Surface waves and spatial localization in vibrotactile displays

• Main Authors: Jones, Lynette A. (Contributor), Held, David (Contributor), Hunter, Ian (Contributor)
• Other Authors: Massachusetts Institute of Technology. Department of Mechanical Engineering (Contributor)
• Format: Article
• Language: English
• Published: Institute of Electrical and Electronics Engineers (IEEE), 2013-05-01T18:02:08Z.
• Subjects: Article
• Online Access: Get fulltext

 The locus of vibrotactile stimulation is often used as an encoding cue in tactile displays developed for spatial orientation and navigation. However, the ability to localize the site of stimulation varies as a function of the number and configuration of the vibrating motors (tactors) in the display. As the inter-tactor distance decreases it has been found that the ability to localize a point of stimulation diminishes. One factor that may limit tactile localization is the surface wave elicited by vibration that propagates across the skin at a velocity that depends on the frequency of vibration and the viscoelastic properties of the skin. A material that simulates the stress-strain characteristics of human skin was used to measure the characteristics of surface waves during vibrotactile stimulation.
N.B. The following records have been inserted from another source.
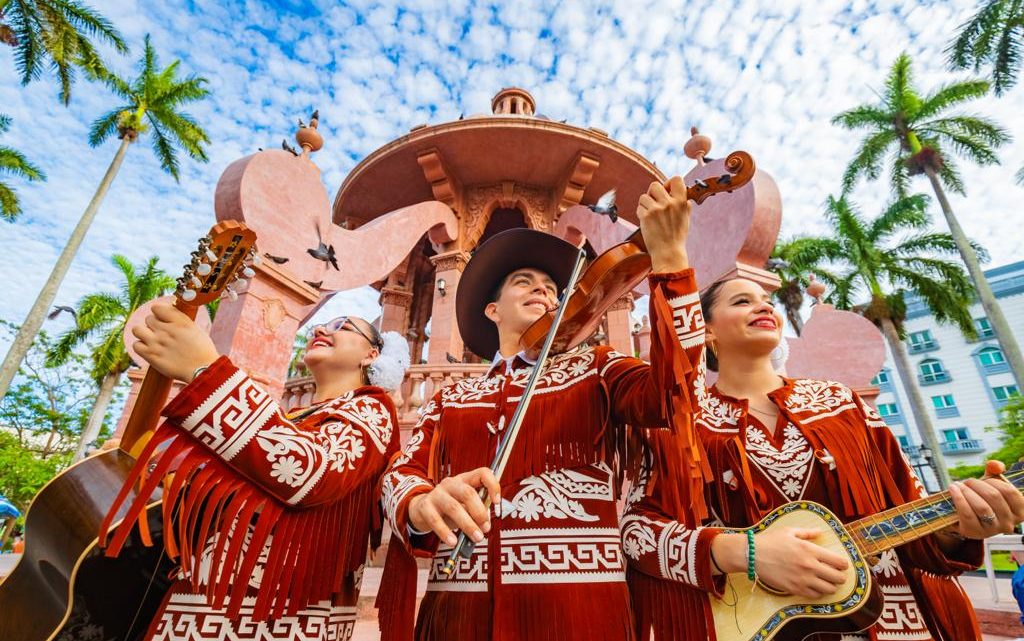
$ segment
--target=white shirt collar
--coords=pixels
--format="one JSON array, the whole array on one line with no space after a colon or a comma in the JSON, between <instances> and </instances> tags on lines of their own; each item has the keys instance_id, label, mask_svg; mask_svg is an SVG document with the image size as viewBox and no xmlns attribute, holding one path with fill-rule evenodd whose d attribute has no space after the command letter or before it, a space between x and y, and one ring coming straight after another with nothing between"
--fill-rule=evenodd
<instances>
[{"instance_id":1,"label":"white shirt collar","mask_svg":"<svg viewBox=\"0 0 1024 641\"><path fill-rule=\"evenodd\" d=\"M506 357L501 355L501 350L498 350L497 352L494 352L494 358L491 360L491 367L490 367L490 369L487 370L487 375L491 376L492 374L494 374L494 370L499 365L502 365L502 364L504 364L504 367L502 368L503 369L503 373L507 374L509 371L511 371L512 363L515 362L516 358L522 359L522 361L524 363L526 363L527 365L536 365L537 364L537 359L536 358L530 358L529 356L526 355L525 351L521 351L518 354L514 354L514 355L509 356L508 358L506 358Z\"/></svg>"}]
</instances>

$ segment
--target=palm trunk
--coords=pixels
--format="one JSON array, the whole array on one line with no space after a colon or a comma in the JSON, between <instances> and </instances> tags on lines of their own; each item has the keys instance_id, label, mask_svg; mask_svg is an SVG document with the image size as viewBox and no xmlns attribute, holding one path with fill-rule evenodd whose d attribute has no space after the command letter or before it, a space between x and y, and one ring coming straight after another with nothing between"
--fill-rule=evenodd
<instances>
[{"instance_id":1,"label":"palm trunk","mask_svg":"<svg viewBox=\"0 0 1024 641\"><path fill-rule=\"evenodd\" d=\"M903 382L903 389L907 391L910 402L910 412L914 415L914 423L917 424L918 434L921 436L921 443L932 451L931 464L935 470L935 478L939 481L939 489L949 487L949 472L946 470L946 460L939 448L939 440L935 436L935 428L932 426L932 419L928 416L924 399L921 398L921 390L917 386L917 379L914 378L913 370L910 367L910 359L907 358L907 350L900 340L896 325L889 318L882 319L882 334L889 343L892 351L892 359L896 363L896 372Z\"/></svg>"},{"instance_id":2,"label":"palm trunk","mask_svg":"<svg viewBox=\"0 0 1024 641\"><path fill-rule=\"evenodd\" d=\"M18 519L7 519L7 522L4 523L3 533L0 534L0 550L7 545L7 539L11 538L11 532L14 531L14 524L17 522Z\"/></svg>"},{"instance_id":3,"label":"palm trunk","mask_svg":"<svg viewBox=\"0 0 1024 641\"><path fill-rule=\"evenodd\" d=\"M985 310L985 316L988 317L992 331L995 332L996 340L999 341L999 347L1002 348L1003 355L1006 356L1006 362L1010 366L1010 371L1013 372L1013 378L1017 381L1017 389L1024 390L1024 355L1021 354L1020 345L1017 344L1017 339L1014 338L1013 332L1010 330L1010 324L1006 322L1006 316L1003 315L1003 310L999 306L995 294L992 293L992 288L989 287L988 279L985 278L985 272L981 271L978 254L974 251L974 247L971 247L971 243L968 242L963 228L960 227L960 222L953 214L953 208L949 206L949 200L946 198L946 192L942 188L942 183L939 182L939 177L931 167L925 167L924 173L928 175L928 180L932 182L935 197L939 199L939 205L942 207L942 213L946 217L949 231L953 235L957 249L960 250L960 256L963 257L964 264L967 265L967 272L971 275L971 280L974 281L974 288L978 292L978 299Z\"/></svg>"},{"instance_id":4,"label":"palm trunk","mask_svg":"<svg viewBox=\"0 0 1024 641\"><path fill-rule=\"evenodd\" d=\"M107 414L107 406L110 405L110 399L114 396L114 388L117 387L119 380L121 380L121 374L112 373L104 376L103 381L100 382L100 391L96 394L96 402L92 405L92 411L89 412L89 421L85 424L81 436L78 437L75 455L71 459L72 463L85 457L85 448L89 447L89 443L95 441L99 435L100 428L103 427L103 417Z\"/></svg>"},{"instance_id":5,"label":"palm trunk","mask_svg":"<svg viewBox=\"0 0 1024 641\"><path fill-rule=\"evenodd\" d=\"M786 318L789 319L789 326L793 328L796 335L799 336L804 331L804 321L800 318L800 309L793 309L792 307L786 306Z\"/></svg>"},{"instance_id":6,"label":"palm trunk","mask_svg":"<svg viewBox=\"0 0 1024 641\"><path fill-rule=\"evenodd\" d=\"M96 213L99 211L100 204L107 195L107 190L110 189L110 184L114 182L114 177L117 175L118 170L121 169L121 162L124 161L124 155L128 151L129 144L131 144L131 141L128 137L121 140L121 146L118 147L114 160L111 161L110 167L107 168L107 173L104 174L103 180L100 181L100 186L96 189L96 193L93 194L92 200L89 201L89 206L85 208L85 212L78 221L78 225L75 226L75 230L71 232L68 244L64 246L60 257L57 258L57 264L53 266L53 271L50 272L50 277L46 279L46 284L43 285L42 291L39 292L39 296L32 305L32 309L29 310L28 316L25 317L25 322L18 328L18 335L14 337L14 343L7 352L7 356L4 357L3 365L0 365L0 399L7 395L11 381L14 380L14 375L18 373L18 368L21 367L21 361L25 359L25 354L28 353L29 348L32 346L32 341L35 340L36 334L39 333L39 328L43 326L46 312L50 309L50 305L53 304L53 299L57 297L57 290L60 289L64 276L67 275L68 268L71 267L71 261L75 259L75 254L78 253L78 248L81 246L86 232L89 231L93 219L96 218Z\"/></svg>"}]
</instances>

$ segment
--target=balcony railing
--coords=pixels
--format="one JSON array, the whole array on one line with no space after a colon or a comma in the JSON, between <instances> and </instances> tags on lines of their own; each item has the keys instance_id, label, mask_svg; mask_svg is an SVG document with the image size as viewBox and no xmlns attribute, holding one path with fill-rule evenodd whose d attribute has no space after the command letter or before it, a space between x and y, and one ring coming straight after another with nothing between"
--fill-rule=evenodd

Accelerometers glued to the simulated skin at fixed distances from the activated tactors were used to measure the amplitude of the acceleration as a function of distance as well as the propagation velocity. It was determined that at a distance of 60 mm from the site of activation, the surface wave was on average attenuated to less than 1 m/s[superscript 2]. This suggests that for this type of tactor an inter-tactor distance of at least 60 mm would be optimal for a display in which the locus of stimulation is used as an encoding variable. It seems that much of the difficulty encountered in identifying the locus of a vibrotactile stimulus in multi-tactor displays may result from small intertactor distances.